求められるプロダクトアウトからの発想転換伴大作の木漏れ日(1/3 ページ)

日立製作所が地方自治体向けのクラウドサービスを発表した。同社のビジネス展開から行政システムとクラウドの関係を明らかにする。ベンダーは、プロダクトアウトでシステムを拡販するという発想を転換する必要がある。

» 2010年04月15日 08時00分 公開
[伴大作,ITmedia]

 これまで、国産ベンダーはほぼ例外なく、自社製品を納入することによりビジネスを成立させてきた。しかし、ハードウェアに代表されるプロダクトの低価格化は、旧来のビジネスモデルを崩壊させた。これに代わるビジネスモデルは、すべての国内ベンダーに求められている。

 日立製作所は3月に地方自治体向けクラウドサービスの提供を発表した。この発表は、本格的なクラウドサービスを大手コンピュータベンダーの一社である日立が提供するという点で注目に値する。

ライバルからシェアを奪いにいく日立

 3月28日、日立は地方自治体向けクラウドサービス「日立自治体クラウドソリューション SUSTINAD」を発表した。その前に富士通が実施したアプリケーション統合開発プラットフォーム「INTARFRM」の発表を意識したのかもしれない。両社は本体、関連会社で異なっていた開発環境を統合する動きにおいて、軌を一にしている。日立と富士通の発表で大きく違う点は、「クラウド形態」でのサービス提供にある。

 日立はグループ企業を含め、大規模な企業をビジネスの対象としてきた。この傾向は地方自治の世界でも同じであり、大きな地方自治体、特定行政都市を中心にビジネスを展開している。一方、全国1600余りの市、1000余りの町村へのビジネス展開は、あまり得意としてこなかった。市町村は、ライバルの富士通とNECの縄張りになっている。

 日立は、ライバル企業の縄張りを荒らさないことでもよく知られている。大昔あった「安値入札」で強引にシステム受注を狙い、批判を浴びた富士通とは好対照だ。日立のイメージは、まじめで大人しい――これが業界にいる人の共通認識になっている。このイメージは、同社が1990年代半ばに高性能バイポーラ型CPUを搭載したIBMメインフレーム・コンパチブルマシン「Pilot、Skylineシリーズ」を米国市場に投入し、多くの支持を集めたにもかかわらず、突然プロセッサビジネスから撤退し、ストレージに方針転換した姿勢からも見て取れる。

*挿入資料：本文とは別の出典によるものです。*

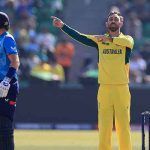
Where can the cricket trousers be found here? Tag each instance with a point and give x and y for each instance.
(114, 103)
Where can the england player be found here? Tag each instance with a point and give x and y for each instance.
(114, 50)
(9, 63)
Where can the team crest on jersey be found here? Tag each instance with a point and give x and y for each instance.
(112, 51)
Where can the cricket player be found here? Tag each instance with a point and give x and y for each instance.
(9, 63)
(114, 50)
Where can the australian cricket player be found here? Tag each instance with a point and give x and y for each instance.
(9, 63)
(114, 50)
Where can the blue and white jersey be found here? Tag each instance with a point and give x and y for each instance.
(7, 47)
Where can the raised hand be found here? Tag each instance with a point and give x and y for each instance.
(57, 22)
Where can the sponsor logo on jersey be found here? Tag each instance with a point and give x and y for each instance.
(112, 51)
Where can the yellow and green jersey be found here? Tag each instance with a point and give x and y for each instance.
(114, 56)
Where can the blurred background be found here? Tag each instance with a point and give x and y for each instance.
(58, 76)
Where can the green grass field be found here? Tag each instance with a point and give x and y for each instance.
(65, 140)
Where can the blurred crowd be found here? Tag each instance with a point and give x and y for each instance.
(45, 57)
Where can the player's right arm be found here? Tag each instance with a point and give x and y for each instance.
(88, 40)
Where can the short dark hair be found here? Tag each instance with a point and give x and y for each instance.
(4, 21)
(116, 12)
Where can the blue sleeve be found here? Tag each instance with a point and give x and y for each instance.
(10, 45)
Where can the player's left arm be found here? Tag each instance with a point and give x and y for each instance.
(126, 41)
(12, 54)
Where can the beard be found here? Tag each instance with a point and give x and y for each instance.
(113, 27)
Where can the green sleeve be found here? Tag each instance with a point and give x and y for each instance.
(82, 38)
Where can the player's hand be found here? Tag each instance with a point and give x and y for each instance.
(57, 22)
(4, 87)
(103, 38)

 その日立が新サービスにおいて、官公庁需要、中でもライバル企業が最も得意とする中堅・中小規模の自治体ビジネスに参入する。これはどういうことなのだろうか。

地方自治体の朗報になるクラウドサービス

 小泉改革以来の地方交付金の削減やサブプライム不況により、地方自治体の財政事情は一層深刻化している。地方の中核都市以外の小さな市は、平成の大合併で特別補助金を給付されたが、それもやがて終わる。

 地方自治体は今、法律に従い、従来のシステムやプログラムの改変を余儀なくされている。一方、日本の官公庁の多くは、今や化石となりつつあるメインフレームを情報処理に活用している。メインフレームで使用されている代表的な開発環境(言語)はCOBOLであり、そのシステム構築は基本的に手組みだ。メインフレームとCOBOLで構築したシステムは堅固だが、システム自体が高額であり、開発ツールもない。結果として、開発工数という言葉に表現されるように、大量のプログラマーを投入しなければならなかった。

 これはシステム改変時も同じである。疲弊した財政状況を抱える地方自治体にとっては、恐怖以外の何者でもない。この状況は、今まで彼らにシステムを納入していた業者にとって、危機的な状況という意味ではまったく同じだ。それは、今まで同分野で参入機会がほとんどなかった日立にとって、絶好のチャンスなのである。

 日立が提供するクラウドサービスは、こうした地方自治体とって朗報に違いない。確かに、基幹系を含む住民サービスシステムをクラウドに移行すると、コストを抑えられる。だが、ここでクリアすべき課題が幾つかある。